I panorami di Wim Wenders
I panorami di Wim Wenders

«Se resta anche un solo cinema tra dieci anni sarà sicuramente ancora aperto, sempre che resteranno ancora film»: una frase che letta oggi può destare più di un contraccolpo, ma che Wenders quasi mezzo secolo fa distillava senza turbamenti, dando per scontata la persistenza del cinema e, per l’appunto, il suo eterno, falso movimento a cavallo tra i silenzi, gli occhi, le stazioni. Quello di Nel corso del tempo è un cinema ammalato, di pellicole che hanno bisogno di essere suturate e ricucite, eppure mai così vivo, pronto ad annidarsi dove meno ci si aspetterebbe di trovarlo, ad abbracciare altri linguaggi per uscire dal feticismo della cinefilia più ombelicale (e la convergenza complementare dei mestieri dei due protagonisti, in tal senso, è inequivocabile).

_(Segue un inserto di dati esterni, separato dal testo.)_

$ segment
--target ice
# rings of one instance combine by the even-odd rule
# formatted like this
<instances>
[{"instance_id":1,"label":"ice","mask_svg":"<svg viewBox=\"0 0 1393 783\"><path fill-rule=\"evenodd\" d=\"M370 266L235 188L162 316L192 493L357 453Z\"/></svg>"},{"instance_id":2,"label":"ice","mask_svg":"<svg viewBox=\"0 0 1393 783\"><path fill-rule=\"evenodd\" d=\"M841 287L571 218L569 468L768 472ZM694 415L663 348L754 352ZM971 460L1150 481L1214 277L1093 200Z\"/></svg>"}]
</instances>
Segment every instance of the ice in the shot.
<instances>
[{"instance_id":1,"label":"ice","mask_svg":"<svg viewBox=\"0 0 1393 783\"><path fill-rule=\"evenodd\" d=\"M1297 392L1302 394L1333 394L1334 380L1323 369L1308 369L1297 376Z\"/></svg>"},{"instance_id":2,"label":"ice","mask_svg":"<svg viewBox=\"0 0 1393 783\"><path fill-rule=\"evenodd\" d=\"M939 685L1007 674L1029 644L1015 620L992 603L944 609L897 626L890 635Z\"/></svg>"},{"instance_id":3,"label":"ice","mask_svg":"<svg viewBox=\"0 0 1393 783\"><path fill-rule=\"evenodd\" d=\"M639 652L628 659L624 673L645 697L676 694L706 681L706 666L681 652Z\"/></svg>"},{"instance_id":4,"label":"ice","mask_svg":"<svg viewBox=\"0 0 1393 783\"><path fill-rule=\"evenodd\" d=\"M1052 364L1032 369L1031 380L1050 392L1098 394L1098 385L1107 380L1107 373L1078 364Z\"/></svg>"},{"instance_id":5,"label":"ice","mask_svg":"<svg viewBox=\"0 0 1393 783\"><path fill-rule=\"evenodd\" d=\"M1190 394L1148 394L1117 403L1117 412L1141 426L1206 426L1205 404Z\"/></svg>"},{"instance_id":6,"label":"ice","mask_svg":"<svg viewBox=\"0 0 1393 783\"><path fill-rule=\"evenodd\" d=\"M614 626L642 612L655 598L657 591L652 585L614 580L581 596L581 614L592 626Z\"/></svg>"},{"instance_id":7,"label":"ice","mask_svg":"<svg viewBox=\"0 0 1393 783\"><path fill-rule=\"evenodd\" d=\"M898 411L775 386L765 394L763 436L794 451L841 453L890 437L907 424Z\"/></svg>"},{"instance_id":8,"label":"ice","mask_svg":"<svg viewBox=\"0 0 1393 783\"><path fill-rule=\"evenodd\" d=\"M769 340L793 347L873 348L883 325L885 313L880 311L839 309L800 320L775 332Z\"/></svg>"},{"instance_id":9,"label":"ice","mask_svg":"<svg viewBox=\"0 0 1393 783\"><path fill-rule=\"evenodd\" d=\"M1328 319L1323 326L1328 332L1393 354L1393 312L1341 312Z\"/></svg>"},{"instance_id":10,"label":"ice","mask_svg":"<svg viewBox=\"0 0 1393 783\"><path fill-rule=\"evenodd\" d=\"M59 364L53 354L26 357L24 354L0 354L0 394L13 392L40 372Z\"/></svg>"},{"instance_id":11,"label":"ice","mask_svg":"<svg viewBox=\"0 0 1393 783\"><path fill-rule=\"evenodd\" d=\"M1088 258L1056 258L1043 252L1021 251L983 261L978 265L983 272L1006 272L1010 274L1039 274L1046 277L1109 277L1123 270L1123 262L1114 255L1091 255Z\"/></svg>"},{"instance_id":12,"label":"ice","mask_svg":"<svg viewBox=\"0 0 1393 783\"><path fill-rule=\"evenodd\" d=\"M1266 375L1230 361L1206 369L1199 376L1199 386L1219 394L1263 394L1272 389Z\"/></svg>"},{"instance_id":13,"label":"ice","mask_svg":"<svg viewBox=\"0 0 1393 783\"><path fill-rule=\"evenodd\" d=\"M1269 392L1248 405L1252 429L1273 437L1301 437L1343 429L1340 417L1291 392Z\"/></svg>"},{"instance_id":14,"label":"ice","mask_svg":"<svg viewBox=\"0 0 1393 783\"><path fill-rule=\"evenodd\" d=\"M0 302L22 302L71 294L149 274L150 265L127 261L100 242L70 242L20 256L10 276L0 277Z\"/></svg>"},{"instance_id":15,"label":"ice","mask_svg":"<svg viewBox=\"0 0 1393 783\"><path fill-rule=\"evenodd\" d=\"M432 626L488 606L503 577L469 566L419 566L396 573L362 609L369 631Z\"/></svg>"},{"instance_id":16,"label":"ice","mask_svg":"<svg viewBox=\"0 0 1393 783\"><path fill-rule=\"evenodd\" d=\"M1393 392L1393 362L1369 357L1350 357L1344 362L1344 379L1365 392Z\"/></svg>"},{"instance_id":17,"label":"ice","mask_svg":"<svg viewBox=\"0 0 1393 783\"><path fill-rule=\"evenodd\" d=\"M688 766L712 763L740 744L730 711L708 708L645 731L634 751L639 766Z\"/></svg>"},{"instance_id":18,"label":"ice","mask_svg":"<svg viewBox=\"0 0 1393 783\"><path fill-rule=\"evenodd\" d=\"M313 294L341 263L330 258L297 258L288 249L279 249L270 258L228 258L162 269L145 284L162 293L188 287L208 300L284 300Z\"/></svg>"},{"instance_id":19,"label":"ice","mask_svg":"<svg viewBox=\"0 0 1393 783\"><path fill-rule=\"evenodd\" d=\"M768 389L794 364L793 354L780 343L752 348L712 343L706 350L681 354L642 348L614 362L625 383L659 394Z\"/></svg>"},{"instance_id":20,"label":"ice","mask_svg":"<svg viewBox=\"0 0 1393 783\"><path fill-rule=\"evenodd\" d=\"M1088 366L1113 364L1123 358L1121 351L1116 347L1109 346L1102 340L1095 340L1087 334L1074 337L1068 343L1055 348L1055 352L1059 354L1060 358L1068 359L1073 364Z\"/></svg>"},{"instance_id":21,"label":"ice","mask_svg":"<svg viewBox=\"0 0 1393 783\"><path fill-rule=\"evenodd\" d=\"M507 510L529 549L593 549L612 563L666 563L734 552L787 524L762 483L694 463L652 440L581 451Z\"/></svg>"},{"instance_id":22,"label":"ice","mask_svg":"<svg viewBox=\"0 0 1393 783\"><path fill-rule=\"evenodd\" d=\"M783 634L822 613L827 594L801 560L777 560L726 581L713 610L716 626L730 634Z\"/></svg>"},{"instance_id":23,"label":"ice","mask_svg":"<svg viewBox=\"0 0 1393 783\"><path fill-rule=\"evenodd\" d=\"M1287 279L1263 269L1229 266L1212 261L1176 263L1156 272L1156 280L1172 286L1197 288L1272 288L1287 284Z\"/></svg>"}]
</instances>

Una scena de Nel Corso del Tempo
Una scena de Nel Corso del Tempo

In uno dei dialoghi tra i due protagonisti si parla di luoghi (città, ma anche villaggi, piccoli centri) “senza potere” e “senza pace”: delle etichette tanto simboliche quanto didascaliche, che hanno bisogno di evidenziare il bisogno di una narrazione anarchica dell’urbanizzazione e dell’individuo che la abita. L’esigenza, oggi imperante in tempi in cui tutto è storytelling e il brivido del racconto rischia dunque l’azzeramento, che ognuno di noi sia (per davvero) la propria Storia, che le lettere e i numeri tornino a essere, come da bambini, avventure da esplorare tra le righe di un quaderno simili ad autostrade e non sintomi di un malessere, di quell’incomunicabilità diffusa e radicata di cui il film di Wenders si fa carico assoggettando insieme cinema, linguistica e pediatria.

Wim Wenders
On the road

«Bisogna cambiare tutto. Ci vediamo, Robert», recita un post-it posto alla fine del racconto. Quel monito ancora oggi risuona di un’attualità tanto ingombrante da risultare perfino sinistra, in tempi in cui ogni rivoluzione o presunta tale ha sempre più il sapore dell’immobilismo. E in compenso ogni viaggio, come in fondo è sempre stato, continua a esistere solo nella misura in cui fonde insieme l’eccitazione e il torpore per lo smarrimento e il ritrovamento di se stessi. Chissà dove, chissà come.